SAN FRANCISCO – Private investment funds have pumped hundreds of millions of dollars into the revitalization of US Airways (search), which just put its second bankruptcy behind it and closed its merger with America West Airlines.
Now that the company is again listed on the New York Stock Exchange (search), should regular investors follow suit?
Wall Street has yet to clear US Airways stock for takeoff.
With America West's top executive at the helm in Tempe, Ariz., the combined company is seeking to forge money-losing US Airways and profitable America West into the fifth biggest domestic airline.
The goal is a lofty one: Create a massive low-cost airline known as US Airways that can offer flights to Europe or Hawaii and still turn a profit even if jet fuel stays pricy and cutthroat competition keeps fares low.

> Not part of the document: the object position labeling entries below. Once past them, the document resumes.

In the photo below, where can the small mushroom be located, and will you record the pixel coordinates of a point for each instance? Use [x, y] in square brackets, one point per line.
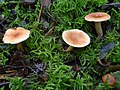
[109, 78]
[98, 17]
[75, 38]
[16, 36]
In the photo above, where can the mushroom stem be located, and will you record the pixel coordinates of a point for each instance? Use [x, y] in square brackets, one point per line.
[70, 48]
[20, 47]
[98, 29]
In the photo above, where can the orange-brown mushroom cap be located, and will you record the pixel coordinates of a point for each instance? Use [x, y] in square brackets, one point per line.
[16, 35]
[76, 38]
[108, 77]
[97, 17]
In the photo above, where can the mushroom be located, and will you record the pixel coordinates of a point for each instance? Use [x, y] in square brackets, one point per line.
[75, 38]
[109, 78]
[98, 17]
[16, 36]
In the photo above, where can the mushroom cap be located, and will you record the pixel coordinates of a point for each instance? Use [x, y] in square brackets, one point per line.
[97, 17]
[76, 38]
[15, 35]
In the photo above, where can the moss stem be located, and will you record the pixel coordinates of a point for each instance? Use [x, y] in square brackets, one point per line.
[98, 29]
[70, 48]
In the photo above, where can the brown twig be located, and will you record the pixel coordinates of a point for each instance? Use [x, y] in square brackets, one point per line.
[99, 61]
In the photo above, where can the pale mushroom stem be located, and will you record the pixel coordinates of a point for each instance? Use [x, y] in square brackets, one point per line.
[70, 48]
[20, 47]
[98, 29]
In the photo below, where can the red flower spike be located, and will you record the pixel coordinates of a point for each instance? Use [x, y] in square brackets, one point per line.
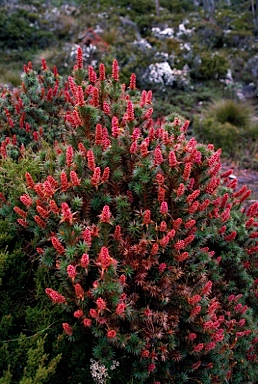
[79, 292]
[148, 114]
[43, 65]
[154, 249]
[231, 236]
[29, 180]
[115, 127]
[106, 108]
[72, 86]
[20, 212]
[105, 215]
[43, 212]
[26, 200]
[75, 181]
[71, 272]
[180, 244]
[95, 97]
[193, 196]
[41, 223]
[164, 208]
[95, 180]
[80, 96]
[91, 160]
[130, 111]
[105, 176]
[57, 245]
[180, 190]
[102, 74]
[187, 171]
[82, 149]
[158, 158]
[98, 134]
[151, 367]
[64, 181]
[111, 334]
[67, 329]
[132, 81]
[149, 97]
[56, 297]
[143, 98]
[69, 156]
[79, 58]
[147, 217]
[117, 233]
[87, 322]
[78, 314]
[144, 149]
[182, 256]
[195, 311]
[101, 304]
[86, 235]
[115, 71]
[85, 260]
[92, 75]
[53, 207]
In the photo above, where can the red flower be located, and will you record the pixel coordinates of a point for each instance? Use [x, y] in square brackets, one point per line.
[91, 160]
[158, 158]
[26, 200]
[86, 235]
[164, 208]
[68, 329]
[85, 260]
[111, 334]
[180, 190]
[74, 179]
[151, 367]
[132, 81]
[20, 212]
[180, 244]
[196, 365]
[147, 217]
[105, 215]
[57, 245]
[120, 308]
[78, 314]
[95, 180]
[105, 175]
[79, 58]
[115, 70]
[69, 156]
[197, 348]
[79, 292]
[102, 74]
[56, 297]
[87, 322]
[101, 304]
[71, 271]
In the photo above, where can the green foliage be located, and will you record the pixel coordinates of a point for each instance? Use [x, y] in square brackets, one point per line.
[227, 124]
[143, 247]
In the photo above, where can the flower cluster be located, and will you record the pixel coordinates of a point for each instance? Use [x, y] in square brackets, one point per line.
[144, 234]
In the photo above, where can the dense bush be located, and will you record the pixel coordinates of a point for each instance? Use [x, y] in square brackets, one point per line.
[33, 113]
[141, 243]
[228, 125]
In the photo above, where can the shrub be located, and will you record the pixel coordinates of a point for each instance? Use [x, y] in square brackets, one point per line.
[151, 247]
[32, 113]
[226, 124]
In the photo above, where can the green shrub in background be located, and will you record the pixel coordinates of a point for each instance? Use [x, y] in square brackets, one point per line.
[229, 125]
[144, 249]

A week ago, "LCC" (LCC) started trading on the New York Stock Exchange, replacing the pink-sheets listed US Airways stock and America West's NYSE-traded shares.
Though the ticker represents a unified company, operationally there are years of work that lie ahead. From repainting all its planes in the new company livery to integrating unionized work groups among the approximately 38,000 employees with different levels of seniority to setting up one Web site, the scope of the tasks is daunting.
So far, so good. Since its Sept. 27 debut, the stock is up about 15%. On Tuesday, it added 66 cents, or 3%, to end at $22.16.
Stuck in neutral
Despite US Airways' sweeping cost cuts covering everything from debt to aircraft after two stints in bankruptcy and the merger's promised efficiencies, the combined company is going to have to prove itself on both the cost and revenue sides of its business.
According to Prudential Equity Group, which has a $15 price target and a neutral rating on US Airways shares, the stock is already overvalued.
Prudential's Bob McAdoo expects the company to lose $220 million during the fourth quarter, a figure that includes reorganization expenses.
"We believe the excitement of the merger and recent offerings has driven the valuations to a level that is inconsistent and overpriced versus some of the other larger airlines," wrote McAdoo. He points out that the US Airways market cap is twice that of Continental Airlines (CAL) .
As it was before bankruptcy, Southwest Airlines (LUV) , the perennially profitable low-cost operator, is a major competitor in hub markets for US Airways.
"Thus, LCC's revenue stream is driven by the economics of [Southwest] and not by the economics of other legacy airlines," McAdoo said.
US Airways has boldly predicted the combined company's revenue will reach $10 billion a year, using a slimmed down fleet of just 361 aircraft in its mainline operations, down from the 419 kept in the air by both companies at the start of the year.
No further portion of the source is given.